Chris Hawley, Arizona Republic (Phoenix), Nov. 5
MEXICO CITY — Mexicans expressed dismay at President Bush’s re-election and passage of Proposition 200 in Arizona, saying they fear the votes show the United States becoming more conservative and anti-immigration.
“People in the United States don’t realize how much their elections affect the rest of the world,” said Guillermo Escamilla Gonzalez, an office manager at an accounting firm in Mexico City.
“They should be thinking more about stabilizing their economy, which affects us all down here in Mexico. With Bush, it’s all war, war, war,” he said.
Bush is widely disliked in Mexico, which opposed the invasion of Iraq and watched with frustration as the United States tightened border controls and postponed action on promised immigration reform after Sept. 11, 2001.
During the weekend, protesters set up a Day of the Dead display with an anti-Bush theme outside the U.S. Embassy. They spelled out “Peace — Stop Bush” with flowers on the sidewalk.
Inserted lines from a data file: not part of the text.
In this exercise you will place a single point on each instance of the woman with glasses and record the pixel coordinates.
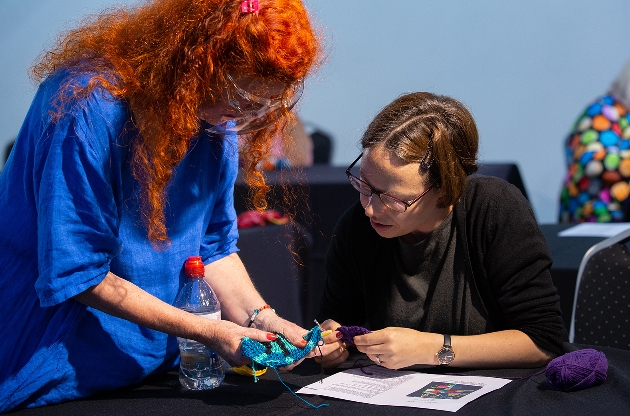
(124, 167)
(443, 266)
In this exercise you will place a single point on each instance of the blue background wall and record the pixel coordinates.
(525, 69)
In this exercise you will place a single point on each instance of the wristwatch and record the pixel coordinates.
(446, 355)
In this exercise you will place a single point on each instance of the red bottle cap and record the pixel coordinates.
(194, 267)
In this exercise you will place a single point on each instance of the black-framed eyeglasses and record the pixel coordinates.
(389, 201)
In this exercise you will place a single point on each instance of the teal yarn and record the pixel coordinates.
(281, 352)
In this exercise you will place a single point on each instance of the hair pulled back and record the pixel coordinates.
(434, 128)
(167, 57)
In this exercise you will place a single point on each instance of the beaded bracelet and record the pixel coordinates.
(256, 312)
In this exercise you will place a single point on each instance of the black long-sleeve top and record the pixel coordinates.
(498, 278)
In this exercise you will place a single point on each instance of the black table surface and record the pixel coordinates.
(240, 395)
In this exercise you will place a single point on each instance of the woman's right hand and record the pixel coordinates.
(224, 338)
(337, 352)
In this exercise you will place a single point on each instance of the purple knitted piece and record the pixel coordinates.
(349, 332)
(577, 370)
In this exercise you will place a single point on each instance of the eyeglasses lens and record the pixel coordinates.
(366, 190)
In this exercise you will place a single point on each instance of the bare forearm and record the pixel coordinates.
(123, 299)
(402, 347)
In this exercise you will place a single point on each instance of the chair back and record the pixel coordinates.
(601, 305)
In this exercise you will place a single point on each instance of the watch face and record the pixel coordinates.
(445, 356)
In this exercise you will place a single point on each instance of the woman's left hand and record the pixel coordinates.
(396, 348)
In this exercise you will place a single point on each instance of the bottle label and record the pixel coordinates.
(214, 316)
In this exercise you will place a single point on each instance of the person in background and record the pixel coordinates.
(445, 267)
(596, 186)
(293, 148)
(125, 166)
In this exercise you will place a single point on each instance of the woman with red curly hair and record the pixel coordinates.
(124, 167)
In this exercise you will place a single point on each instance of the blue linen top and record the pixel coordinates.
(69, 214)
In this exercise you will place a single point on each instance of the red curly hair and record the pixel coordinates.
(167, 57)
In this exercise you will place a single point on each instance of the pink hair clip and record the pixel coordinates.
(249, 6)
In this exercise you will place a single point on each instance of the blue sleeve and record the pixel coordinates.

Signs saying “Embassy of Death” and pictures of prisoner abuse in Iraq hung from the security barrier in front of the building.
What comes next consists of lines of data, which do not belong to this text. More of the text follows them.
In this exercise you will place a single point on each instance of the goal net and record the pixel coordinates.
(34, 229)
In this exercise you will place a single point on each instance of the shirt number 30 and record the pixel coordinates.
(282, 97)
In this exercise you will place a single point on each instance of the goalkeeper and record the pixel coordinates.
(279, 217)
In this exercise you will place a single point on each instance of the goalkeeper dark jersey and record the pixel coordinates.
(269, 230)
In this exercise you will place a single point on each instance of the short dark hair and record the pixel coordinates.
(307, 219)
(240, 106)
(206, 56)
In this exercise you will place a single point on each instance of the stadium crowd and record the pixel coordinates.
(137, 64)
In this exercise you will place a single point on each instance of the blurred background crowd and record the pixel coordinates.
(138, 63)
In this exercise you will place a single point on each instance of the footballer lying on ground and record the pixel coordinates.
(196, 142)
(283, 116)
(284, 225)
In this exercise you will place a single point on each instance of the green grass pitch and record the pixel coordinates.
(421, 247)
Mexican President Vicente Fox congratulated Bush on Wednesday in a written statement issued during a visit to Panama, but he urged the American president to get moving on immigration reform. He also invited Bush to attend a meeting Monday and Tuesday aimed at reviving binational efforts.
At an election-night reception, U.S. Ambassador Tony Garza said immigration reform is still a goal.
U.S. rules aimed at immigrants remain the most important issue to most Mexicans. Arizona’s Proposition 200, which requires people to present proof of their citizenship when registering to vote and applying for public services, is widely seen as anti-Mexican.
The Mexican foreign ministry issued a statement criticizing the measure and hinted at legal action, saying it would work with Proposition 200 opponents “in order to follow up on the process by which the corresponding legal institutions could review the constitutionality of the proposition.”
“The Mexican government regrets that the proposition passed and expresses its complete opposition to the measure, as it discriminates against individuals based on their ethnic profile and limits their access to basic health and education services,” the ministry said in a written statement. “The measure does not help to address the challenges presented by migration between Mexico and Arizona.”
Many Mexicans said they are afraid it signals a bigger backlash against immigrants.
“It worries me a lot, those people are the working class up there and they deserve to be treated better,” said Roberto Aragón Figueroa, 38, a building manager.
A few, however, empathized with Americans’ efforts to crack down on undocumented immigrants.
“It’s better that way. Let (the Mexicans) come back to their country,” said Alfredo Martínez Espinoza, a 39-year-old teacher in an adult-education program.
“The immigrants always want things easy. The ones that go there, what are they going to do? Sell hamburgers, take care of children? Well, you can do that here, too. There’s work here.”
Some, too, were hopeful that Bush will make good on promises of immigration reform in his second term.
“Think of all the people who die because they’re trying to get to the United States illegally,” said Rocio Maldonado, 61, a retired secretary. “I heard on the radio that he is promising something to help them. If he does, that would be a good thing.”